Junio 2026: El sabotaje amable

Hoy decidí que la atención no se regala. Salir de los espacios diseñados para picotear la mente y fragmentar el tiempo cuesta, pero se siente como abrir una ventana en una habitación que llevaba años cerrada.

Escribir en una caja estática de HTML sin saber a cuántas personas les va a aparecer en el *feed* es un acto de sabotaje hermoso. Volvemos a leer por deseo, no por inercia.


Mayo 2026: El primer bloque

Picar piedra, tirar líneas de código, recordar cómo se enlazaban las páginas en el 2007. Bienvenidos a este rincón. Aquí no hay contadores de likes, ni hilos de odio, ni tendencias de veinticuatro horas.

Solo un bloc de notas digital decorado con píxeles nostálgicos.

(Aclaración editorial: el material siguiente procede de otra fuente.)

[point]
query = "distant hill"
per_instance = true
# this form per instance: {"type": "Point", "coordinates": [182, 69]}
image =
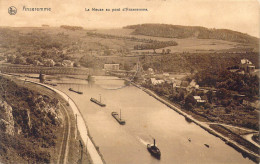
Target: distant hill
{"type": "Point", "coordinates": [177, 31]}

Lo que alguna vez nombré como autoboicot no era más que un refugio: un espacio íntimo para sostenerme después de haber atravesado —y finalmente rechazado— un proceso que se volvió inhabitable.
Bastaba con dejar de oír y empezar a escuchar(me) desde la autocompasión, el afecto y la autenticidad; silenciar la mente agresiva y recuperar la capacidad de sorprenderme, de asombrarme, de amar y de dejarme amar.
Hoy vuelvo a escribir. Ya no como un acto de supervivencia, ya no para no morirme. Escribo para reescribirme: para documentar y viajar en el tiempo, para atesorar la fugacidad de las reflexiones en presente continuo, para bajarle algunos decibeles al ruido mental y subirle la frecuencia al canto obstinado de mi corazón. La mirada no siempre llega completa; a veces madura lentamente. Hoy siento que veo un poco más que la última vez que me senté frente al teclado. Me percibo más adulta, más crítica, incluso más cínica, y al mismo tiempo a salvo, como si no hubieran pasado más de diez años desde aquel otro intento.
En este tiempo en que el mundo digital parece llenarnos los pulmones de agua, conservar un pequeño espacio que evoque cuando internet aún era cool se siente como aferrarse a un salvavidas en medio del maremoto de las redes sociales. No desarrollaré hoy la paradoja entre crear egoístamente y pasar desapercibida, y la necesidad —casi patológica— de mostrarle al mundo virtual mi subjetividad; aunque, en el fondo, de eso se trate este gesto.